The intelligence chiefs sought to engage private industry in combating what one official called an “unprecedented threat” on Tuesday as they discussed how to better protect new technologies and help Western countries keep their edge over China.
The choice of meeting venue — Stanford University, in Silicon Valley — was strategic. While Washington is often considered the key espionage battleground in the United States, F.B.I. officials estimate that more than half of Chinese espionage focused on stealing American technology takes place in the Bay Area.
It was the first time the heads of the F.B.I. and Britain’s MI5 and their counterparts from Australia, Canada and New Zealand had gathered for a public discussion of intelligence threats. It was, in effect, a summit of the spy hunters, the counterintelligence agencies whose job it is to detect and stop efforts by China to steal allied secrets.
“That unprecedented meeting is because we are dealing with another unprecedented threat,” said Christopher A. Wray, the F.B.I. director. “There is no greater threat to innovation than the Chinese government.”
The warnings come as the United States and China engage in an intense, and expanding, spy-versus-spy contest, and as U.S. officials say that China’s espionage efforts have reached across every facet of national security, diplomacy and advanced commercial technology in the United States and partner nations.
The intelligence chiefs said they were making the case to private industry that the security interests of the West were aligned with their business interests. No one profits if China steals intellectual property, they argued.
The spy chiefs said China is intensely interested in Western artificial intelligence, a technology that will allow countries to improve their intelligence collection and analysis and is set to be a driver of economic gains for years.
Just before the spy chiefs met on Tuesday, the Biden administration announced that it was limiting the sale of advanced semiconductors to China, a restriction that could curb China’s development of artificial intelligence.
At a news conference on Tuesday evening, Mr. Wray said China was stealing American technological know-how and then turning around and using the stolen knowledge to steal more.
“They are using A.I. to improve their already massive hacking operations, in effect using our own technology against us,” Mr. Wray said.
Ken McCallum, the director general of MI5, said that the number of investigations into Chinese espionage had risen substantially in Britain since 2018, and that China had increased the number of approaches it has made to potential informants there. The technologies China is trying to steal have potential to transform both economics and security, and China is undertaking an ambitious effort of large scale, he said.

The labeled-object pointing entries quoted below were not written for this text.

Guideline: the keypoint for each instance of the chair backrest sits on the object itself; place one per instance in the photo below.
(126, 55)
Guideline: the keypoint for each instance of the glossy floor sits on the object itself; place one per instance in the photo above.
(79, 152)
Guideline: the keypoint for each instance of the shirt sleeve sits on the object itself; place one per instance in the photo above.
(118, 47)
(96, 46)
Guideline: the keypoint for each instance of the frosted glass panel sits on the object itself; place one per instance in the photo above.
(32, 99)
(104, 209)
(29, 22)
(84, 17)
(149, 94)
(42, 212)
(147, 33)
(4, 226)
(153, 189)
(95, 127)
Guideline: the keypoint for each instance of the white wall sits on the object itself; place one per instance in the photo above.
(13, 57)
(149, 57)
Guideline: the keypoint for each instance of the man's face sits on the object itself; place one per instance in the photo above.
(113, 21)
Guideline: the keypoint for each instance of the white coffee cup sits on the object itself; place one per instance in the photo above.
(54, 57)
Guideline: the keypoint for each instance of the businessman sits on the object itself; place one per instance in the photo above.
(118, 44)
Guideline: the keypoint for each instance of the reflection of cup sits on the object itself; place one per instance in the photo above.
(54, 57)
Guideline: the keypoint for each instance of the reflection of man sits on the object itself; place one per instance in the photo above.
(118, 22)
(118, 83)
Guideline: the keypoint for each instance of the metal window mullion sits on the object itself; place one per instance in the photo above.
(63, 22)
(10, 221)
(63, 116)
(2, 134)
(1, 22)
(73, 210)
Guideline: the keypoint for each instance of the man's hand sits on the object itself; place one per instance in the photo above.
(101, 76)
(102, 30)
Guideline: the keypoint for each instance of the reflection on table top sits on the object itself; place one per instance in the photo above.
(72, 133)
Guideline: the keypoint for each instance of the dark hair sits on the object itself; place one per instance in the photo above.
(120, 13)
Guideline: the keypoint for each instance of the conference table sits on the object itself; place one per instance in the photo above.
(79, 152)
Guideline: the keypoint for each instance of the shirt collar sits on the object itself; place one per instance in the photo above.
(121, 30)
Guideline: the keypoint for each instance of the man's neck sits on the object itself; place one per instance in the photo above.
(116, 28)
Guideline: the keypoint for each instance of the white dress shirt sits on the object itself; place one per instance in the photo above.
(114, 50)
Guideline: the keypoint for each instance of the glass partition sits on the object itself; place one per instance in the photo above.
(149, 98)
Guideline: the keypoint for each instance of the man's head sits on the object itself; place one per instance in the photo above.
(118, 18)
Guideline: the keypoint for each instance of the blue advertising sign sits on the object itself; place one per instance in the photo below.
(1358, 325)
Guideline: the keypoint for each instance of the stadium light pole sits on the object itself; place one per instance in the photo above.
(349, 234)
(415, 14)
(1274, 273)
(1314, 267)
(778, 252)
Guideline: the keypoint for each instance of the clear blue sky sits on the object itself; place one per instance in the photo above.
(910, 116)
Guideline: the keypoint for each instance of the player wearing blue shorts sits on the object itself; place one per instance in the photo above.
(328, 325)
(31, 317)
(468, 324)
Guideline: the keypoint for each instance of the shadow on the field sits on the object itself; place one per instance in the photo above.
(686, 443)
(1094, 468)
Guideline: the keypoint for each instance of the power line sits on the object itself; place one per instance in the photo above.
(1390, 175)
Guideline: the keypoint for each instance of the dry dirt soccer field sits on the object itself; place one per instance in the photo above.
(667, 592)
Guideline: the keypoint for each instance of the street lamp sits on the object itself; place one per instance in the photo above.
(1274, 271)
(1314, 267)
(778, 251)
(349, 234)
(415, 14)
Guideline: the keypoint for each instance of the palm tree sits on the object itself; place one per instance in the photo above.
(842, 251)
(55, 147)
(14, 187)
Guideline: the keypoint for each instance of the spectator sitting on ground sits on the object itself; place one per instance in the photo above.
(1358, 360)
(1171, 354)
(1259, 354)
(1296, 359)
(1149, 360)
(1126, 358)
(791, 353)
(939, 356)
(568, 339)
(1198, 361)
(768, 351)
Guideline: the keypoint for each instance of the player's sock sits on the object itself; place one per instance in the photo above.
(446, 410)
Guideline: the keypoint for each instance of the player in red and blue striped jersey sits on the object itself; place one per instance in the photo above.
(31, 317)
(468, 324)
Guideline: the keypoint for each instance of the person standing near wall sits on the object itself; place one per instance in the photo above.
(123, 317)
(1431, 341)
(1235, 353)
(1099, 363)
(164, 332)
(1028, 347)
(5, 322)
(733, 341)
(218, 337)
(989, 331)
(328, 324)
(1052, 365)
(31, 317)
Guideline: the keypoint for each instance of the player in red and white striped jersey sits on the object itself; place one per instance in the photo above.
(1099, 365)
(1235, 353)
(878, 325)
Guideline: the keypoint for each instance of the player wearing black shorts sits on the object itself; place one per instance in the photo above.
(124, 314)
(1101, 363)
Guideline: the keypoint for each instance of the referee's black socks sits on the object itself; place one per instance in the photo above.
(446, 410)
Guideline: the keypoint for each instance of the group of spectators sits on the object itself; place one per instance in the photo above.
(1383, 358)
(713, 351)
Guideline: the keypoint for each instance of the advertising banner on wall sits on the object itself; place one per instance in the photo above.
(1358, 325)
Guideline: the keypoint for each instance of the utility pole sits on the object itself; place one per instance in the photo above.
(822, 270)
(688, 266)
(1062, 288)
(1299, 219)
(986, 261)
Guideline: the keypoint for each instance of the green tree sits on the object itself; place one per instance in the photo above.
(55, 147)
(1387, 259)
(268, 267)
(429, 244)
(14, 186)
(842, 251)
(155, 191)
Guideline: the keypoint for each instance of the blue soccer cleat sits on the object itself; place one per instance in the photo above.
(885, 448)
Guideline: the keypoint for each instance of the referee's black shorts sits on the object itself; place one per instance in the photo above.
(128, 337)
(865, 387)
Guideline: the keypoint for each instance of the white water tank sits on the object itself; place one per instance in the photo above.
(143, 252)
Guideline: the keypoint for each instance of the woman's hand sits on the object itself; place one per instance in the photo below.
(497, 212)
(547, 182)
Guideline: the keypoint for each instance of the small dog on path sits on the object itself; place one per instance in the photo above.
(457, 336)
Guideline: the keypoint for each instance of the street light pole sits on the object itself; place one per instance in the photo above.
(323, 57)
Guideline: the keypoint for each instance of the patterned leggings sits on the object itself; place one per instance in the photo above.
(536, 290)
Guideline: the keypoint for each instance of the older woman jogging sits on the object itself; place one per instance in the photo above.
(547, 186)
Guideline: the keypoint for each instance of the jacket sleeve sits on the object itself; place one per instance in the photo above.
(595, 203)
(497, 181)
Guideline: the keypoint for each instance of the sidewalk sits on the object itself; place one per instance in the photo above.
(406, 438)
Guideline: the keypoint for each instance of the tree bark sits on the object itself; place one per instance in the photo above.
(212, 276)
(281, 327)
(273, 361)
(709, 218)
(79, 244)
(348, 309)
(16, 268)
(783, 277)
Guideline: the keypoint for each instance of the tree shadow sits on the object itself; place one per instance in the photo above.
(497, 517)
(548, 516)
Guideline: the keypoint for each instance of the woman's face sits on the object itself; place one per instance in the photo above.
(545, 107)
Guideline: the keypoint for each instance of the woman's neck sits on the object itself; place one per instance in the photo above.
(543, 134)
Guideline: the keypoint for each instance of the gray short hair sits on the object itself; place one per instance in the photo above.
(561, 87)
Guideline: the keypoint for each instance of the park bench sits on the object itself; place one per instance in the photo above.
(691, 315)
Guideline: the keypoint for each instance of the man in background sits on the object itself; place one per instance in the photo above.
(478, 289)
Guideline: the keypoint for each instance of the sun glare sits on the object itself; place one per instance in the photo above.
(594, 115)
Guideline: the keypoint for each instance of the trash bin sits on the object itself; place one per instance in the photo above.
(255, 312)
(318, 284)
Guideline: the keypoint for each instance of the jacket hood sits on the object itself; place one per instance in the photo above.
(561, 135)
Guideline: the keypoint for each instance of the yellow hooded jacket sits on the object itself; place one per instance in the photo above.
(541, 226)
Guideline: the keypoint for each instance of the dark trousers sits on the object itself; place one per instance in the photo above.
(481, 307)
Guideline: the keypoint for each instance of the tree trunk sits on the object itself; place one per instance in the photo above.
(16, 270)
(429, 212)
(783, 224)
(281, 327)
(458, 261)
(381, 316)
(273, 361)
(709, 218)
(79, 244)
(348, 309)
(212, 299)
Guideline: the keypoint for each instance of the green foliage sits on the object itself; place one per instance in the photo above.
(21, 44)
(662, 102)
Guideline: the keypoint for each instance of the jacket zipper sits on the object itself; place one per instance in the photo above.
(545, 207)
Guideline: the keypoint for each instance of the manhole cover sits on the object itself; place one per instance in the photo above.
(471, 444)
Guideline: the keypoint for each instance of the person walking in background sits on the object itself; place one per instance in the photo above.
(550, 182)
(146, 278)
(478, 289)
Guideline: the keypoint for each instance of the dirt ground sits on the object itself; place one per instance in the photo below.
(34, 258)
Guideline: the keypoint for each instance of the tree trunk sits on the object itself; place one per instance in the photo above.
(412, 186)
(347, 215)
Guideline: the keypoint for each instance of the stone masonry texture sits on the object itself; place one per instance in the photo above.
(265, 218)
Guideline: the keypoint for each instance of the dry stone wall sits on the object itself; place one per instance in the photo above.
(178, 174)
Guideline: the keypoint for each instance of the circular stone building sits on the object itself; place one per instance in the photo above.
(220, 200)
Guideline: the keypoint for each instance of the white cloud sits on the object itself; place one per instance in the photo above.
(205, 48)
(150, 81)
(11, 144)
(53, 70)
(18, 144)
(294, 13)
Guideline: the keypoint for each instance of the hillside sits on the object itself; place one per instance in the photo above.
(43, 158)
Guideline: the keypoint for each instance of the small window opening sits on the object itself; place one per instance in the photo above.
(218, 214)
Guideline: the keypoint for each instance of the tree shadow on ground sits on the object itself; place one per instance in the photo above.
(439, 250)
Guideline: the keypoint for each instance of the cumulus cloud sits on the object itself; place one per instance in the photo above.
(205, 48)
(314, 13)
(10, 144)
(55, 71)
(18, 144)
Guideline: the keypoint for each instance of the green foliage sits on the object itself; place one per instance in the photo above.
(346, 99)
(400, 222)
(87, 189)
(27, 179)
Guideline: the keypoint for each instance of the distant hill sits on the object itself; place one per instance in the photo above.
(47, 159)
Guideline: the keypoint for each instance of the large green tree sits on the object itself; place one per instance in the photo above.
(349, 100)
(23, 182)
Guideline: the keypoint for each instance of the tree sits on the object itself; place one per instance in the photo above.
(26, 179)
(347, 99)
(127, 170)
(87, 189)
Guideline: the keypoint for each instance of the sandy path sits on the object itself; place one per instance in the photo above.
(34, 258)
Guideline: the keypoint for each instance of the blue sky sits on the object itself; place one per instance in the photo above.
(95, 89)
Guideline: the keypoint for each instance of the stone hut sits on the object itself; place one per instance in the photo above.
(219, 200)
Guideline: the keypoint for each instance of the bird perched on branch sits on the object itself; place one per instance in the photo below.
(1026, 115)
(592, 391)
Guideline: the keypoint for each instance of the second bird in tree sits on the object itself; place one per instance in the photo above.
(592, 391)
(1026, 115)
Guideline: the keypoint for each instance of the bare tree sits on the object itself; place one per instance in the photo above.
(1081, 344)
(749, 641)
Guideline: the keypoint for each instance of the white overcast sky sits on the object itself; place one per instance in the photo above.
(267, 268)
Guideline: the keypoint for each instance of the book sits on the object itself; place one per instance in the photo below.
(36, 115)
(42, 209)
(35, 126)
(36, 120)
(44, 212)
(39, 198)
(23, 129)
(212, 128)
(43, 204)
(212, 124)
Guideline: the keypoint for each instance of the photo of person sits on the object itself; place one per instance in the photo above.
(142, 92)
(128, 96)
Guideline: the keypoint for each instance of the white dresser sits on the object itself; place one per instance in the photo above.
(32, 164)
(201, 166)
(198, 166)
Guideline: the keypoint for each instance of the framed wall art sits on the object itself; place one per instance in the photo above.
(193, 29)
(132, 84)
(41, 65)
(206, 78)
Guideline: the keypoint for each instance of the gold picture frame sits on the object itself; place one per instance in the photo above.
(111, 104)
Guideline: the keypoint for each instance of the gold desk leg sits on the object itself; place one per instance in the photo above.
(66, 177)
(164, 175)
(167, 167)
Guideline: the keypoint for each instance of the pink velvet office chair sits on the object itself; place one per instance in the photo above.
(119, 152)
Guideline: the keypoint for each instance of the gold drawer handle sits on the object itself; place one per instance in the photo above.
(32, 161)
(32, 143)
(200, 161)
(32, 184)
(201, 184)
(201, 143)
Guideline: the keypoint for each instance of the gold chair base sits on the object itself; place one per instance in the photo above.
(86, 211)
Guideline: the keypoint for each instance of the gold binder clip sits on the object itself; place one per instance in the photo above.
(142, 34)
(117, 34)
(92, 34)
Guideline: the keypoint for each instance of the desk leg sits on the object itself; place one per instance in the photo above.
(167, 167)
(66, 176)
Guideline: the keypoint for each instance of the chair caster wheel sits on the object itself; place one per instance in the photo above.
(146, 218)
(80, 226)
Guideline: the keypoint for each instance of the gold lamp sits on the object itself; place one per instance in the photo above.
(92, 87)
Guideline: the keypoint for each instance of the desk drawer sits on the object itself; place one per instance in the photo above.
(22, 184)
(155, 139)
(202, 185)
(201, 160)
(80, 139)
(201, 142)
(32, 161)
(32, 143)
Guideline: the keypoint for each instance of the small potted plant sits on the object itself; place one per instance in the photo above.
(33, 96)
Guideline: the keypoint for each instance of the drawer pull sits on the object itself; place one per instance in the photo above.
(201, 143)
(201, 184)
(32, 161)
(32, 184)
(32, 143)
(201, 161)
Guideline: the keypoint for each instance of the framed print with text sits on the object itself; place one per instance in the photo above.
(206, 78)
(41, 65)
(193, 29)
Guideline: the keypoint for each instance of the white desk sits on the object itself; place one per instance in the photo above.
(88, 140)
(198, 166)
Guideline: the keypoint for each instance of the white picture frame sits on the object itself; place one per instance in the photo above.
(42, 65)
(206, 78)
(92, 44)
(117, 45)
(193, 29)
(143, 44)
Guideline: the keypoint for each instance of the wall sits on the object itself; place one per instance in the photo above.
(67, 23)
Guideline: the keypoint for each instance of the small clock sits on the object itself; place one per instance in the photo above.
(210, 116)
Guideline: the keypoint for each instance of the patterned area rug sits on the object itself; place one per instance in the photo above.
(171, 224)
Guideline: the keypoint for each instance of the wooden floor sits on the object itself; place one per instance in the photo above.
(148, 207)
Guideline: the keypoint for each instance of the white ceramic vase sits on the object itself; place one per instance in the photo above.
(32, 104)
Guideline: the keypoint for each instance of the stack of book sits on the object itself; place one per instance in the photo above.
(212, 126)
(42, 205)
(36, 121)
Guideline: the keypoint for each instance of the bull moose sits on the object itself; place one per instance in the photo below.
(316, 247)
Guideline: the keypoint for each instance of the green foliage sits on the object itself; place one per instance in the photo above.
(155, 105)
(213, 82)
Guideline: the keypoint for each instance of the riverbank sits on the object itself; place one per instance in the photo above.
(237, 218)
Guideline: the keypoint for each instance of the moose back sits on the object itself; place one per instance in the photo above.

“If you are anywhere near the cutting edge of tech, you may not be interested in geopolitics, but geopolitics is interested in you,” Mr. McCallum said.
The intelligence chiefs said China was using hacking, pressure on Chinese students, informants in Western companies and joint ventures with Western firms to try to steal critical technology.
David Vigneault, the director of the Canadian Security Intelligence Service, said Western companies needed to understand that China had “changed the rules of the game.” He said laws in China compelled its nationals anywhere in the world to provide information to Beijing’s intelligence services.
“It means they have a way to coerce people here in our countries to essentially tell them, to give them the secrets,” Mr. Vigneault said.
U.S. national security officials have said that preventing Beijing from imposing its rules on people overseas is a top priority. The United States is working to shut down illegal overseas police stations that the Justice Department says are used to monitor and intimidate dissidents.
Mike Burgess, the director general of the Australian Security Intelligence Organization, said China was exploiting the openness of the West, and the desire of Western universities to collaborate.
“All nations spy, all nations seek secrets and all nations seek strategic advantage, but the behavior we are talking about here goes well beyond traditional espionage,” he said.